To determine whether this is a smooth parametrization, we find the partial derivatives of $\mathbf{r=\mathbf{r}}( \theta ,y)$. $$\mathbf{r}_{\theta }( \theta ,y) =-5\sin \theta\ \mathbf{i}+5\cos \theta\ \mathbf{k}\qquad \mathbf{r}_{y}( \theta ,y) =\mathbf{j}$$

Each of these is continuous. Now $$\mathbf{r}_{\theta }\times \mathbf{r}_{y}= \left|\begin{array}{c@{\quad}c@{\quad}c} \mathbf{i} & \mathbf{j} & \mathbf{k}\\ -5\sin \theta & 0 & 5\cos \theta \\ 0 & 1 & 0 \end{array}\right| =-5\cos \theta\ \mathbf{i}-5\sin \theta\ \mathbf{k}$$

Since $\left\Vert \mathbf{r}_{\theta }\times \mathbf{r}_{y}\right\Vert =\left\Vert -5\cos \theta\ \mathbf{i}-5\sin \theta\ \mathbf{k}\right\Vert =\sqrt{25\cos ^{2}\theta +25\sin ^{2}\theta }=5,$ then $\mathbf{r}_{\theta }\times \mathbf{r}_{y}\neq \mathbf{0}$. So, $\mathbf{r}=\mathbf{r}( \theta ,y) \mathbf{\ }$ is a smooth parametrization, and $S$ is a smooth surface.

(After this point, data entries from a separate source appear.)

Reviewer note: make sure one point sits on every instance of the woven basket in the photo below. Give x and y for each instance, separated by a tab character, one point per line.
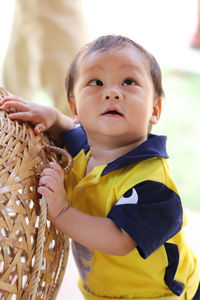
33	253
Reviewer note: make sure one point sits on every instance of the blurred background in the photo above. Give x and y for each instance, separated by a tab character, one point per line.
163	27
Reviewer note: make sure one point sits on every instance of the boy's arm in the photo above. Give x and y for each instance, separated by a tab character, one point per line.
97	233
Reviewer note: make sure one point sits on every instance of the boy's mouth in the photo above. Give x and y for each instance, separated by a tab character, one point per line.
112	112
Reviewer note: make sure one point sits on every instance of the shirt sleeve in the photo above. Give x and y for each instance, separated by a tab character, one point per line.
150	213
75	140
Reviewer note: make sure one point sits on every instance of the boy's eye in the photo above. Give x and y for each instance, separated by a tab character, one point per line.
96	82
129	81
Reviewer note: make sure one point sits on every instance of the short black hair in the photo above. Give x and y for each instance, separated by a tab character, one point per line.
104	43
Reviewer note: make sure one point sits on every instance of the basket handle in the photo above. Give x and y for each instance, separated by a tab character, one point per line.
41	226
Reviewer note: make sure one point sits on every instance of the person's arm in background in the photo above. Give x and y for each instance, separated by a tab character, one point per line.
44	118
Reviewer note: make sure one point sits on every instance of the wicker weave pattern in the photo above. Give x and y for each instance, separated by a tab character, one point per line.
22	158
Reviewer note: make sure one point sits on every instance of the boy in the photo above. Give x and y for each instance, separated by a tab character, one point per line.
123	210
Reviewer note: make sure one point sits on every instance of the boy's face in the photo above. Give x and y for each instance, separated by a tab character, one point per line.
114	96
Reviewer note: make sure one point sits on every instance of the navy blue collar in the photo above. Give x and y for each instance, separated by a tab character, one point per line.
154	146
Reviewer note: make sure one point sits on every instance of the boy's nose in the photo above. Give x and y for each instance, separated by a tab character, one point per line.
113	95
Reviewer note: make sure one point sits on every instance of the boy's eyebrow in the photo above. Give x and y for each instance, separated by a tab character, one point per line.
124	66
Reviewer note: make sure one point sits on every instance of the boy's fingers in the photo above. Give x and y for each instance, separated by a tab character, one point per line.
39	128
56	167
14	99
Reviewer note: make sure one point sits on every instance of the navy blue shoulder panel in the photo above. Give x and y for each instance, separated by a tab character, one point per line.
150	213
75	140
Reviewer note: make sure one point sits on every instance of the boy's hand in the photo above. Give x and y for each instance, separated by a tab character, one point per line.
43	117
51	186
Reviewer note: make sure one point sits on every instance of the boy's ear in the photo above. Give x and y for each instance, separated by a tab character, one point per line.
157	107
72	105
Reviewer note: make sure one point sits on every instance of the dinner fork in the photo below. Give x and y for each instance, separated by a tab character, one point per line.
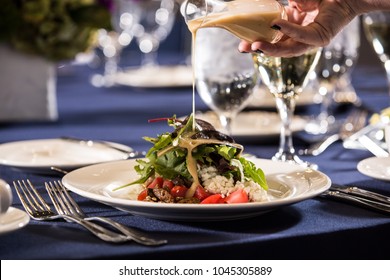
65	204
38	209
355	121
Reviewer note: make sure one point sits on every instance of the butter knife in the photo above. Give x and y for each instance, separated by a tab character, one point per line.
359	201
361	193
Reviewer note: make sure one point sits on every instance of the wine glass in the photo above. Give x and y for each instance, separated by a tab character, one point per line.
332	72
111	42
377	30
225	78
155	24
286	79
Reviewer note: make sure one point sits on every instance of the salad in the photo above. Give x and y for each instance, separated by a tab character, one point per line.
197	164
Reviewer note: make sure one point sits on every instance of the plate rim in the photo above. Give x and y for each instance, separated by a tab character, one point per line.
21	222
374	175
43	167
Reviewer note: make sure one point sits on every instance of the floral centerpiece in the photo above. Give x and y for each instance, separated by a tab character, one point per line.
34	36
53	29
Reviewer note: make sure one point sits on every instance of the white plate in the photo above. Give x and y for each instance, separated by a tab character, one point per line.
12	220
39	155
375	167
258	124
159	76
291	182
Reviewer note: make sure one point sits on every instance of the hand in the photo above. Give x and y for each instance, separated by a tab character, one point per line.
311	23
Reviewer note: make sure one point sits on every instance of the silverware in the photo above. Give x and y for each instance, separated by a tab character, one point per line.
37	208
354	122
361	193
359	197
129	153
65	204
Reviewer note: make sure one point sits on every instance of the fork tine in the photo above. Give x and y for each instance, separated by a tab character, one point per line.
30	197
69	198
57	200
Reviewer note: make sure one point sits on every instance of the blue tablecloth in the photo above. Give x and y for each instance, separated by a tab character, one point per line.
312	229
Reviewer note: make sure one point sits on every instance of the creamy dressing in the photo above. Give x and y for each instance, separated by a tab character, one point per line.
247	19
250	20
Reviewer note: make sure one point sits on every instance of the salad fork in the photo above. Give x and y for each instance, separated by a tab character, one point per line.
38	209
65	204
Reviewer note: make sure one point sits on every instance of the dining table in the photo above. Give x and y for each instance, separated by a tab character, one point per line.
316	228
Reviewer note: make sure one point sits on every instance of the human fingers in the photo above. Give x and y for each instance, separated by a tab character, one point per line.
314	33
244	47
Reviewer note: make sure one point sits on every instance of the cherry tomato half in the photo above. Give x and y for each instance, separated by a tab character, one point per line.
168	184
238	196
156	183
142	195
178	191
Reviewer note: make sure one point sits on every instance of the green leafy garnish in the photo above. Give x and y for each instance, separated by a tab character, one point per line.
167	159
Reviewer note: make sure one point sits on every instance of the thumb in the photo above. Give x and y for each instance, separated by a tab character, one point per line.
314	34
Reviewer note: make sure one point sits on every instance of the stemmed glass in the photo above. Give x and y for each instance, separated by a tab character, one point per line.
225	78
336	61
286	78
156	21
124	18
377	29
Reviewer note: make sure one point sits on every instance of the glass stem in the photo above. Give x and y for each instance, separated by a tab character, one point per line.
387	68
226	123
286	108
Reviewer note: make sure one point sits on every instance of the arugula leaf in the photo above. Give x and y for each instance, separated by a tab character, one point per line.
253	173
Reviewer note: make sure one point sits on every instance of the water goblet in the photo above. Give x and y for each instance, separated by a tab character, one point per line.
225	78
336	61
377	30
286	79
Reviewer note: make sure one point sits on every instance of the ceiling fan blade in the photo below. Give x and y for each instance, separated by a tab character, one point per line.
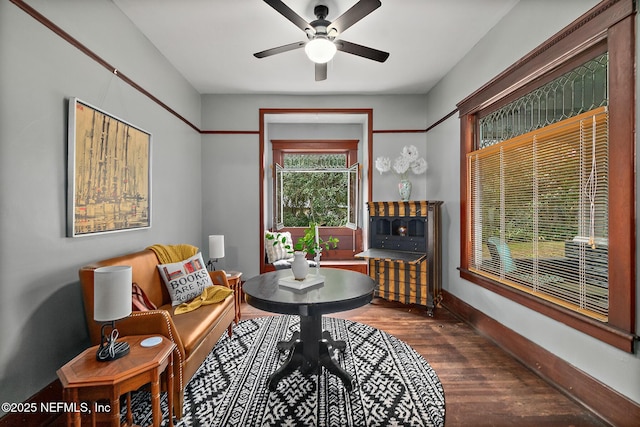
288	13
363	51
321	72
279	49
353	15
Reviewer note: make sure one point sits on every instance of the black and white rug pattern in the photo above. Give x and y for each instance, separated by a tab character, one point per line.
394	385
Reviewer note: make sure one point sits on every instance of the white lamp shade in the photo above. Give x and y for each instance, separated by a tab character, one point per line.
112	293
320	50
216	246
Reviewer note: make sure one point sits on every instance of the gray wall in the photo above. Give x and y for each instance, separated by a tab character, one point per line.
502	46
41	310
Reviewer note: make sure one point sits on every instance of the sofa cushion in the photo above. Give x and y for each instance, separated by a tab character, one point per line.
194	326
186	279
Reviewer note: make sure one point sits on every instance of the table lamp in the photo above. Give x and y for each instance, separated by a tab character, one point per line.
111	302
216	249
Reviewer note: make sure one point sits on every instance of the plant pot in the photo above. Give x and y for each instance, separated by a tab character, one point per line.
300	266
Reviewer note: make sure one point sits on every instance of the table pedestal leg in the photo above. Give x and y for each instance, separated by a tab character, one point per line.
308	350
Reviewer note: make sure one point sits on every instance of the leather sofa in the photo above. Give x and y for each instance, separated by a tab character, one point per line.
195	333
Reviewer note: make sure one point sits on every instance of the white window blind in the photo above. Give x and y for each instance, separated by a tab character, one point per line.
539	213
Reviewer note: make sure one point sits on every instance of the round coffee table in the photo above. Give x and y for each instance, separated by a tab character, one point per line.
310	348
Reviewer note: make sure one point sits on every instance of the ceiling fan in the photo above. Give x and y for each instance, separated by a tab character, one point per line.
323	35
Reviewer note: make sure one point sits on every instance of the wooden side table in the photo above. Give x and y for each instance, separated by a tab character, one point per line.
234	279
86	379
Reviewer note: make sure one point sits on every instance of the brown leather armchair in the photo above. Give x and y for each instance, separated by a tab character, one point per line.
195	333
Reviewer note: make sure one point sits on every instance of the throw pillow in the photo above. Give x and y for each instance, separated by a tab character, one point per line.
275	248
139	299
185	280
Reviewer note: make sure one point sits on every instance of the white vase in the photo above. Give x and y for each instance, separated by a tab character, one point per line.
299	266
404	187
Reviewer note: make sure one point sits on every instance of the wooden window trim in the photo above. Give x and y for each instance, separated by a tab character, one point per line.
611	24
335	146
367	192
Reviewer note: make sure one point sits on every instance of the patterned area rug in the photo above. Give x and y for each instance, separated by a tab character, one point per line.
394	385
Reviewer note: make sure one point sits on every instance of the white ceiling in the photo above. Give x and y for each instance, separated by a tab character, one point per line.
212	42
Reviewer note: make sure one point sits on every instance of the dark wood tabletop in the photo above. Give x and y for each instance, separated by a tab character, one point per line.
342	290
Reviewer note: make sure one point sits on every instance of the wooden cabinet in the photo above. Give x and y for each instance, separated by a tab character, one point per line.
405	255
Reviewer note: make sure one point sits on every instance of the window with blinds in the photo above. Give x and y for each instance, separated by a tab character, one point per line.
539	212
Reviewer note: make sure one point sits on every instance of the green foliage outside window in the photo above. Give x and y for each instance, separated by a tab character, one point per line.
312	193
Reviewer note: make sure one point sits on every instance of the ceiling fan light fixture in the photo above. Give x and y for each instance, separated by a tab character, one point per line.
320	50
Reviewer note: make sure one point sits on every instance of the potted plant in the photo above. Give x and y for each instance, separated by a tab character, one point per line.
310	243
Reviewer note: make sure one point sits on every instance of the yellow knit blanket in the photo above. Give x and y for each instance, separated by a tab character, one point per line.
173	253
211	295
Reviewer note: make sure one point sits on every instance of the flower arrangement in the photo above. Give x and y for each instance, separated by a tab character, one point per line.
408	160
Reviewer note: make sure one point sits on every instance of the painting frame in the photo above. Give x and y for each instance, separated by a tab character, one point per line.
108	173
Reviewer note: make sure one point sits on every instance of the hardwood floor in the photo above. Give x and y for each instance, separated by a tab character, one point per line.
483	385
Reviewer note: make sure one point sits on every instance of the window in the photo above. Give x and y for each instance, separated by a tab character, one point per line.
547	182
539	205
315	187
318	181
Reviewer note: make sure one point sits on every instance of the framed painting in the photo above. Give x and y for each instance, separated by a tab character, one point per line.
109	173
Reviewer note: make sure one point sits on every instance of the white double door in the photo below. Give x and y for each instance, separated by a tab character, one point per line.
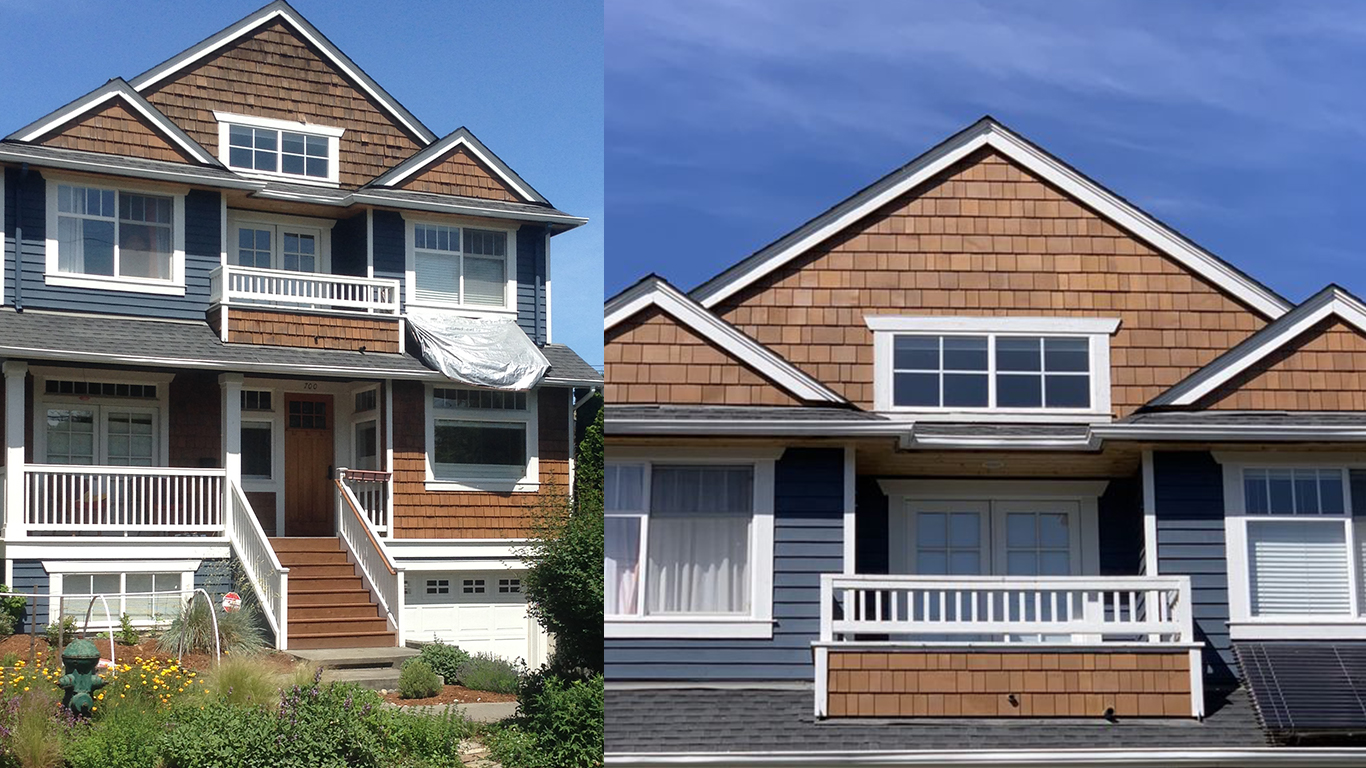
989	537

(b) At the point $( -3,5,4) ,$ we have $5\cos \theta =-3,$ $y=5,$ and $5\sin \theta =4.$ Then the normal vector $\mathbf{n}$ to the plane at $( -3,5,4)$ is $\mathbf{r}_{\theta }\times \mathbf{r} _{y}=-5\left( -\dfrac{3}{5}\right) \mathbf{i}-5\left( \dfrac{4}{5}\right) \mathbf{k}=3\mathbf{i}-4\mathbf{k}.$ An equation of the tangent plane is $$3( x+3) -4( z-4) =0\qquad \hbox{or equivalently}\qquad 3x-4z=-25$$

(c) The normal line to the tangent plane contains the point $( -3,5,4)$ and is parallel to $3\mathbf{i}-4\mathbf{k}$. A parametrization of the normal line is $\ \mathbf{r}(t) =(-3+3t) \mathbf{i}+5\mathbf{j}+( 4-4t) \mathbf{k}$. See Figure 49.